Güldüm, buruk bir tebessümdü bu.
 
"Her zaman böyle romantik misiniz yoksa sadece yalnız kaldığımızda mı?"
 
Öylesine sorduğumun farkındaydı, hatasının da farkında olduğu gibi. Bunu yaptığı ve muhtemelen yapmaya da devam edeceği gibi.
 
"Jimin, bitanem neden öyle diyorsun? Sana açıklamıştım. Benim etrafımdakiler bu tarz ilişkilere karşı pek olumlu bakmıyor. Ailemi bile zor ikna ettim, biliyorsun."
 
"Ben bilsem de beynim bilse de kalbim anlamıyor ki Jungkook. Yoruldum.

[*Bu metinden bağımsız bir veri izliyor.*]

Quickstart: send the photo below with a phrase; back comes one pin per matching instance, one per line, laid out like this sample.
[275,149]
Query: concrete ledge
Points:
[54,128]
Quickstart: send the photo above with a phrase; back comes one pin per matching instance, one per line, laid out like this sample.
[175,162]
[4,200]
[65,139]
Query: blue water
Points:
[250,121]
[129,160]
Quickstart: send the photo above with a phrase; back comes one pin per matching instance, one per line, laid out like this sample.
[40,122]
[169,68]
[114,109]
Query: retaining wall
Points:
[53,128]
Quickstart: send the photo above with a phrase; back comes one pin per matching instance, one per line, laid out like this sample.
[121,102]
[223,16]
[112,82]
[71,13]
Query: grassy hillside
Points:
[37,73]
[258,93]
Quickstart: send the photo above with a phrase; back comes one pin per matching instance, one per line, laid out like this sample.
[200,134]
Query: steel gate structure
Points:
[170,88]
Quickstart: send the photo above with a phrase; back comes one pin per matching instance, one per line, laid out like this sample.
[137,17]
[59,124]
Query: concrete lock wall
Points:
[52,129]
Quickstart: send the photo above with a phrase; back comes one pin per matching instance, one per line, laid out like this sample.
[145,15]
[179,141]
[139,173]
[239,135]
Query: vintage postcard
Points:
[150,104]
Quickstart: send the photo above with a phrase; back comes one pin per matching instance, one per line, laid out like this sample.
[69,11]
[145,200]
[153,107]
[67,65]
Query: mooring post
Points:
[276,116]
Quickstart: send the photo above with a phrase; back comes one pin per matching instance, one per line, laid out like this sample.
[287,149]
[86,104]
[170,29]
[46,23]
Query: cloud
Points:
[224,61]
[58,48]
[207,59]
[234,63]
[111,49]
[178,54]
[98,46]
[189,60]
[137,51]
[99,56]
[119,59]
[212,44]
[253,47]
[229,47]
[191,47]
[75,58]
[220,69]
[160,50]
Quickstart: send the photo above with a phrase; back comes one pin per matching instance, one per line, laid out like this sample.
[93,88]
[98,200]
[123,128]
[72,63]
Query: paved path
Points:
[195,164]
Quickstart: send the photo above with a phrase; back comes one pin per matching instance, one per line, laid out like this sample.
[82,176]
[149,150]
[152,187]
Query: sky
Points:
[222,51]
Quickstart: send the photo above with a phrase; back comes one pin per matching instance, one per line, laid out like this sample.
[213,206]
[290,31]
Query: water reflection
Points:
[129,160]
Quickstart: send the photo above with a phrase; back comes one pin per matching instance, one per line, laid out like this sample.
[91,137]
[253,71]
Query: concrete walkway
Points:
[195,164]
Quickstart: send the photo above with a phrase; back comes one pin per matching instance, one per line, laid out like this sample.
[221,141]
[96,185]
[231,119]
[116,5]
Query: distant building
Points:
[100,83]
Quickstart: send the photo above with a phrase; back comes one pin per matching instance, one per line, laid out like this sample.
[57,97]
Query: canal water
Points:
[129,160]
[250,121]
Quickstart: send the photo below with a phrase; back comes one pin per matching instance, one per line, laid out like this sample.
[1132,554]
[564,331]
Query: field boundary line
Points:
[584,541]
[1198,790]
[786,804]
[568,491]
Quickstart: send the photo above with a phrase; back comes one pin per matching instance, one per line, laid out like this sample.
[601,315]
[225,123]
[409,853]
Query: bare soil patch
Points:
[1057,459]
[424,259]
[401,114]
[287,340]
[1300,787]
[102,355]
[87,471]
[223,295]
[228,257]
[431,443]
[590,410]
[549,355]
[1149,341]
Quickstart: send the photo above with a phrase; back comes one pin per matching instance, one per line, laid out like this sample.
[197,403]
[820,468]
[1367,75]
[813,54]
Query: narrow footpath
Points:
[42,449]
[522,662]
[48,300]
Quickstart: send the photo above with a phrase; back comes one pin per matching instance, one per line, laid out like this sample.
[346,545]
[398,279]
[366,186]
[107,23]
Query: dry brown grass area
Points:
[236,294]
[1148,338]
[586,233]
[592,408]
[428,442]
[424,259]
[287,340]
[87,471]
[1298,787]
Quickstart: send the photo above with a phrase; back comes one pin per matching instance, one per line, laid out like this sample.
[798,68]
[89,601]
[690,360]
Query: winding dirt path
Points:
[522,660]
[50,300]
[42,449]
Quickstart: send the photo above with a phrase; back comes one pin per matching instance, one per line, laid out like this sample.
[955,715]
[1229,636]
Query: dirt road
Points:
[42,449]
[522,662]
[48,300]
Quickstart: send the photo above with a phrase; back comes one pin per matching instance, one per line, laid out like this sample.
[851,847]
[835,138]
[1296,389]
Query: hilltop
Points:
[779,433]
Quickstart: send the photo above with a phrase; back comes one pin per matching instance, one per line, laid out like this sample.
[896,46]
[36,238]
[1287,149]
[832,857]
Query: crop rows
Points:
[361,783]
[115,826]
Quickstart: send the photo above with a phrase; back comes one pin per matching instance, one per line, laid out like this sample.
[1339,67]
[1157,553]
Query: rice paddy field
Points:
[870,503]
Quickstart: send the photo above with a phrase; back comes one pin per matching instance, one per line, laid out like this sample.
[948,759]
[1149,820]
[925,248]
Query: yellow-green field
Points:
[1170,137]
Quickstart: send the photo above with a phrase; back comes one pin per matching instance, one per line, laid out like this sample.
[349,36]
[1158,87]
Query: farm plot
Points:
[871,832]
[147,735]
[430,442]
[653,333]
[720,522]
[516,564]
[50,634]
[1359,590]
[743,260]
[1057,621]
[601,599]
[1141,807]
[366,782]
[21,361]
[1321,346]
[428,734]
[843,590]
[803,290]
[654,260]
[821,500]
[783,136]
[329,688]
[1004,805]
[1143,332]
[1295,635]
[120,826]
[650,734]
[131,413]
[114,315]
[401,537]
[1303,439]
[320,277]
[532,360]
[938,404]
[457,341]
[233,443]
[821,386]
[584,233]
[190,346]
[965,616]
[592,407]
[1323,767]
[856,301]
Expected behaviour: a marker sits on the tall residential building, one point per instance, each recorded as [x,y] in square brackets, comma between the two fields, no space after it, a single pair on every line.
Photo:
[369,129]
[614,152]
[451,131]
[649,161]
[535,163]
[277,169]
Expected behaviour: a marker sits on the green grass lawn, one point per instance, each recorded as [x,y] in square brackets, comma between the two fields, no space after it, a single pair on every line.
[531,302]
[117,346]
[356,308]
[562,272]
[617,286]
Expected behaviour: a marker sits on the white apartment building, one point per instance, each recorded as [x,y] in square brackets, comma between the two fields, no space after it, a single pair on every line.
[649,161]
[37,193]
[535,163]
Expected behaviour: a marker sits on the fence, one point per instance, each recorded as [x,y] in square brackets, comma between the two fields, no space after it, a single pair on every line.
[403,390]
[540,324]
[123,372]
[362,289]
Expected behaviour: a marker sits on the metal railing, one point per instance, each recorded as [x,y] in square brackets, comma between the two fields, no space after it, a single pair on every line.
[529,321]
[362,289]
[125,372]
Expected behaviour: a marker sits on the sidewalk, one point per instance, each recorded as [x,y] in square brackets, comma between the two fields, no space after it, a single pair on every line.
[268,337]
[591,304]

Herkese arkadaş gibi davranmaktan, sevgilimin elini tutmayı geç yanına bile otururken diken üstünde olmaktan yoruldum. Beni de anla lütfen."
 
Haklıydım, dediklerim de doğruydu üstelik. Nereye gitsek ve biri beni sorsa arkadaşım diyordu. Karşımızdaki kişi homofobik olmasa bile açıklamıyordu ilişkimizi. İleride sorun yaratabilir, diyordu hep.
 
Ne zaman Jungkook'un yanına otursam bana sanki düşmanıymışım gibi davranıyordu. Başlarda bunu bile anlamaya, onunla empati kurmaya çalışmıştım ama olmuyordu. Yapamıyordum. Ona da söylediğim gibi yorulmuştum. Ona söylemesem de bıkmıştım.
 
"Aşkım yorulduğunu biliyorum ama bana, sana olduğu gibi nefret gelsin istemiyorum. Biliyorsun şu an güzel bir hayatım var ve bu altüst olsun istemiyorum. Bu yüzden saklamaya çalışıyorum. İkimizi de korumaya çalışıyorum."
 
Doğruydu, kendi isteğimle çıkıp da ben erkeklerden hoşlanıyorum dememiştim hiçbir zaman. Bir anda, kaynağını bilmediğim bir yerden yayılmış ve herkes tarafından konuşulur olmuştu. Homofobik kişilerin varlığı ve fazlalığından dolayı da üzerime oldukça fazla bir nefreti çekmiştim. Arkadaşlarım sayesinde birazını atlatmış olsam da hâlâ üzerime gelenler oluyordu. Sadece ben artık boşvermeyi öğrenmiştim.
 
O zamanlar yaşadıklarımı düşününce ve o düşüncelerle de Jungkook'a olan sevgim birleşince ona da hak veriyordum. Jungkook benim için çok değerliydi ve o üzülmesin diye birçok şeyi yapabilirdim, sevdiğim adama arkadaşım demek de buna dahildi ne yazık ki.
 
"Tamam hayatım. Sorun değil, sen moralini bozma lütfen."
 
"Jimin gerçekten özür dilerim. Yapabildiğim ilk fırsatta bir kişiye bile olsa açılacağım. Söz veriyorum. Lütfen kırılma bana, korkuyorum sadece. Ailemin ilk verdiği gibi bir tepki vermesinden korkuyorum insanların."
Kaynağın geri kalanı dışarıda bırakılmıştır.